Programming couldn't bring me any of the happiness that being with my children could.
I also want to push back a little bit on the idea that "programming couldn't bring me any of the happiness that being with my children could." I see what you mean—that you enjoy time with your kids more than time with code. However, I can't help thinking that programming enables that free time. It's because of the programming that you can be with your children instead of working a second job to make ends meet. That's why "skilling up" is so vital. If you're already skilled enough to get the jobs you want, then yeah, maybe you're all set.
A lot of what we regard as "skilling up" is just a product of our immature dev culture-learning stuff for the sake of buzzword compliance that doesn't improve anything in the long run. And the high failure rate of software projects shows that we aren't gaining a lot from this culture anyway.

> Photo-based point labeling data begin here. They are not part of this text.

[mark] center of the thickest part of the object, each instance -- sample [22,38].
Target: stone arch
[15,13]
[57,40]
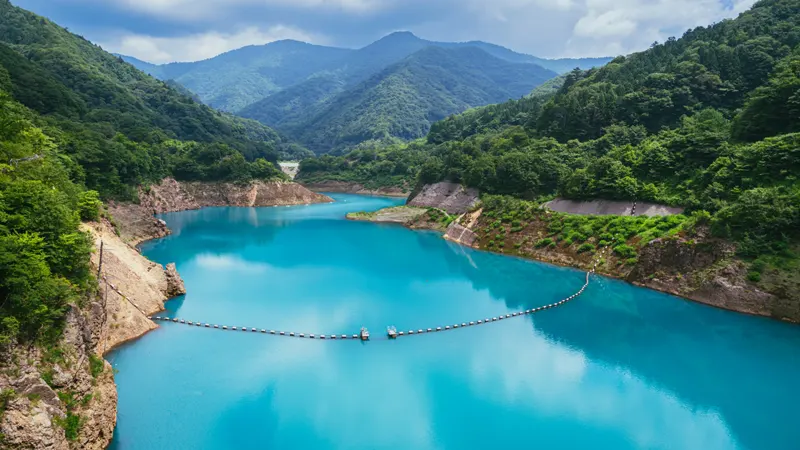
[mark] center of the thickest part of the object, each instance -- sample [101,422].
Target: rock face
[451,197]
[705,270]
[137,224]
[174,281]
[460,234]
[131,288]
[609,207]
[355,188]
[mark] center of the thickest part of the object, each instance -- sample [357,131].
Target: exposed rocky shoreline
[137,222]
[701,268]
[346,187]
[73,382]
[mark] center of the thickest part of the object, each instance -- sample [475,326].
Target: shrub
[89,205]
[625,251]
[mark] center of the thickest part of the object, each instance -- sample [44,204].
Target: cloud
[623,26]
[208,9]
[195,47]
[185,30]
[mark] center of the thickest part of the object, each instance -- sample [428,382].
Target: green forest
[78,126]
[399,102]
[707,121]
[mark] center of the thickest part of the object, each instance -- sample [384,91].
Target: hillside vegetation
[403,100]
[332,99]
[78,125]
[708,121]
[118,127]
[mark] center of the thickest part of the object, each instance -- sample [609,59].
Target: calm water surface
[619,368]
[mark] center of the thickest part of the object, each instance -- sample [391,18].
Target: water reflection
[619,368]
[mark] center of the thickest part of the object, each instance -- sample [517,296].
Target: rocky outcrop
[451,197]
[72,385]
[610,207]
[175,285]
[51,391]
[136,222]
[460,234]
[705,270]
[348,187]
[398,214]
[136,288]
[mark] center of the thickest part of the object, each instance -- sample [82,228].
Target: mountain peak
[400,36]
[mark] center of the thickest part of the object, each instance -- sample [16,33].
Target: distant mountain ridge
[327,97]
[403,100]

Buzzword compliance is the tech world equivalent of sexual signaling that led to peacocks getting extravagant tails. Developers are stuck in a feedback loop with employers...the more pointless garbage they learn, the more employers value the pointless garbage, and the more developers are forced to learn more pointless garbage. Until they break down, and leave the field to younger men, who perpetuate the cycle.

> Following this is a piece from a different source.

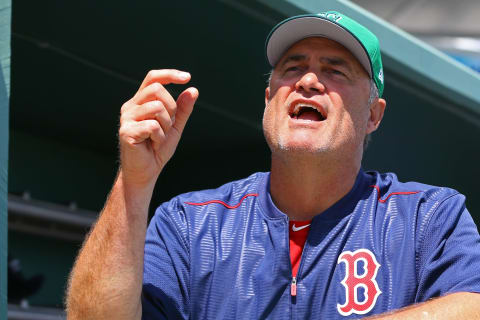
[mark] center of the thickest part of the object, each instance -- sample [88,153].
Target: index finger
[165,76]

Fundamental good practices should be learned early on, and honed at work. For the rest, we should work to break the cycle.
It feels like people get too hung up on keeping up with the new shiny when honestly, it is all about fundamentals. Anyone can pickup a new technology if they understand the design and architecture of systems/software.
Being with my daughter is probably one of the reasons I love my job, I get to work from home and my wife and daughter stay at home with me so I get to hang out with them on break/lunch, and there's no time lost with them on a commute. I don't work for the sake of work, but so that I can enjoy the other ~67 hours a week I'm awake with my family.
Coding is quite fun. A lot of the related guff that is part of software engineering in 'the real world' is quite frustrating.